DA REDAÇÃO - Prejudicada pela queda dos preços do petróleo no mercado internacional, a Petrobras anunciou segunda-feira um lucro líquido de R$ 5,816 bilhões no primeiro trimestre deste ano, o que representa uma queda de 6% em relação ao quarto trimestre de 2008. O preço médio do barril de petróleo tipo Brent caiu 55%, ao passar de US$ 97 no primeiro trimestre de 2008 para US$ 44 nos três primeiros meses deste ano. Com isso, o resultado líquido da empresa foi 20% inferior na comparação anual.

O diretor Financeiro e de Relações com Investidores da Petrobras, Almir Barbassa, afirmou que a queda ocorreu principalmente por causa da diminuição do preço do petróleo.

Essa queda se deu principalmente por causa da queda do petróleo no mercado internacional, que afetou a nossa exportação justificou Barbassa.

Os investimentos da petroleira estatal alcançaram R$ 14,38 bilhões, o que representa aumento de 41% em relação ao mesmo período do ano anterior. A alta se deveu a uma forte geração de caixa, que atingiu R$ 13,423 bilhões, 46% superior ao primeiro trimestre do ano passado.

No mesmo período, a produção de petróleo e gás no Brasil subiu 7% na comparação anual. Já o valor de mercado cresceu 27,3% no trimestre, ao atingir R$ 285,151 bilhões.

A produção de petróleo e gás natural atingiu 2,261 milhões de barris de óleo equivalente (Boe) por dia, crescimento de 7% em relação ao mesmo período do ano anterior. De acordo com Barbassa, a entrada em operação das plataformas P-56, P-51, FPSO Cidade de Niterói contribuíram para o resultado.

A produção exclusiva de petróleo no Brasil alcançou 1,952 milhão de barris por dia. Novamente, um crescimento de 7%. O gás natural chegou a 309 mil barris por dia, uma alta de 2%.

No dia 4 de maio, foi batido o recorde diário de produção de petróleo, com volume de 2,059 milhões de barris. A produção no exterior teve queda de 2% no primeiro trimestre, com 221 mil barris por dia.

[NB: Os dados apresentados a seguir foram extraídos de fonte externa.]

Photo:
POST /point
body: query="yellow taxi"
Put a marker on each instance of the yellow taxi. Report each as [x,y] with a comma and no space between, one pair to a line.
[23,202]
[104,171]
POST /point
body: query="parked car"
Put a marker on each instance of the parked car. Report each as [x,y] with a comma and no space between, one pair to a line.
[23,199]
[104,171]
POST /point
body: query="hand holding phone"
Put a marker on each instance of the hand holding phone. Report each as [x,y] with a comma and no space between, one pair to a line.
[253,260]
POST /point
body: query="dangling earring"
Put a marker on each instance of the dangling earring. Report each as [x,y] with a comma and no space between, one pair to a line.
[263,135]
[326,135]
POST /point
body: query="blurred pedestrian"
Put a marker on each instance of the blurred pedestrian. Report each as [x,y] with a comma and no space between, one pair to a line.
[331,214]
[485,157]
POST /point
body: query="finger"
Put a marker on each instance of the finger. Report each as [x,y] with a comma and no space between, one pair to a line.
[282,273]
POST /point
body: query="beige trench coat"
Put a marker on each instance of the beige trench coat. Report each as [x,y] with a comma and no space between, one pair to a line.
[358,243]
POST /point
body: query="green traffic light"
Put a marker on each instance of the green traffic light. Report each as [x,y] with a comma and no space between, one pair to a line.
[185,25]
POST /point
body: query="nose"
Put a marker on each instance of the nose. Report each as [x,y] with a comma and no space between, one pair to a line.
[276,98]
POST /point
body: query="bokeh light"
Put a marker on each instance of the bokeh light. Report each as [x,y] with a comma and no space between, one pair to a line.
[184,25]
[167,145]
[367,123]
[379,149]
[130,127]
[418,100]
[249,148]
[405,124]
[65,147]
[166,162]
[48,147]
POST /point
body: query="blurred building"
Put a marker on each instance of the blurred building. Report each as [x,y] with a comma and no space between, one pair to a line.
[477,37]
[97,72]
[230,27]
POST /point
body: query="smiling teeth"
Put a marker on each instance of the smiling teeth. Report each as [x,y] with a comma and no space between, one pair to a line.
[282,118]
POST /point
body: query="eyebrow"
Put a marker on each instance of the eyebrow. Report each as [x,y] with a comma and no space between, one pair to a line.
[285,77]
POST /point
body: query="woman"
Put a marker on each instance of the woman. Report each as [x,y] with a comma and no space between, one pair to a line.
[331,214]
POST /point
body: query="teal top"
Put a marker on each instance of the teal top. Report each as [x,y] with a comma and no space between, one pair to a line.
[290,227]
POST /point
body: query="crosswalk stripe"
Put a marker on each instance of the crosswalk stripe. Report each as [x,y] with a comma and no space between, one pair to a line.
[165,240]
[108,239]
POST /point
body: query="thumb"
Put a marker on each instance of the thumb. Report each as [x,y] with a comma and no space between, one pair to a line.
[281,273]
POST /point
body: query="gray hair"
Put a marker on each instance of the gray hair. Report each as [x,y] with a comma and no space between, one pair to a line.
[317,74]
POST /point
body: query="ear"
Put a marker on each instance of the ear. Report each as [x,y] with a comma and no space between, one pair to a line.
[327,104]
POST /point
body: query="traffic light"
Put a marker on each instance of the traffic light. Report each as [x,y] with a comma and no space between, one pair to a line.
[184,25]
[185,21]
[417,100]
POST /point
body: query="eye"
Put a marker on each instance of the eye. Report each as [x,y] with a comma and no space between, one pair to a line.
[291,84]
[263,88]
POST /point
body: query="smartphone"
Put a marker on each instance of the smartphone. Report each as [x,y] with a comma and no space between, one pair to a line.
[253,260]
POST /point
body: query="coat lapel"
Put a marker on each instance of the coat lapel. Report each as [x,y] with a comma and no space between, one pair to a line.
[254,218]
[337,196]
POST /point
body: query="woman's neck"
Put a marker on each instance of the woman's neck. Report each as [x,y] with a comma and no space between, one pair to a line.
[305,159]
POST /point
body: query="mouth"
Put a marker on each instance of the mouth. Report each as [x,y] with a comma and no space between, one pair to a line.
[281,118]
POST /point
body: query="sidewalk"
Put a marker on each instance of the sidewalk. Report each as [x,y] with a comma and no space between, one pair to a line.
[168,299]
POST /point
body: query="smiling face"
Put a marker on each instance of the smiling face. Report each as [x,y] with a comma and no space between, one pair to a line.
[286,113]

Segundo Barbassa, a companhia teve mais uma vez sucesso nos números de sua produção.

Temos mais um trimestre bom de resultados financeiros da Petrobras.

O preço médio de realização de derivados manteve-se estável na moeda nacional. Já em dólares, houve queda de 49%. As refinarias de petróleo do país processaram 1,759 milhão de barris por dia, utilizando 91% da capacidade instalada de refino. Do volume total processado, 80% vieram de campos brasileiros.

Gabrielli nega alterações

O presidente da Petrobras, José Sergio Gabrielli, disse segunda-feira que é mentirosa a acusação de que a Petrobras teria deixado de recolher R$ 4,3 bilhões em impostos por meio de manobras contábeis.

Gabrielli lembrou que a MP 2.158, de 2001, permitiu que todas as empresas fizessem a mudança do regime de tributação nas operações cambiais. Disse também que uma instrução normativa da Receita regulamenta o assunto.

Houve por parte da Petrobras uma opção contábil, sem danos tributários argumentou Gabrielli. Portanto, é absolutamente mentirosa qualquer insinuação de que haja manipulação, manobra ou artifício contábil. Há apenas um escândalo montado, não sei por qual razão.

Para Gabrielli há muita fumaça e pouca realidade e seriedade nas denúncias. O executivo revelou que, no primeiro trimestre de 2008, a empresa pagou só de Contribuição de Intervenção no Domínio Econômico (Cide) R$ 1,233 bilhão e em 2009 pagou R$ 1,1 bilhão.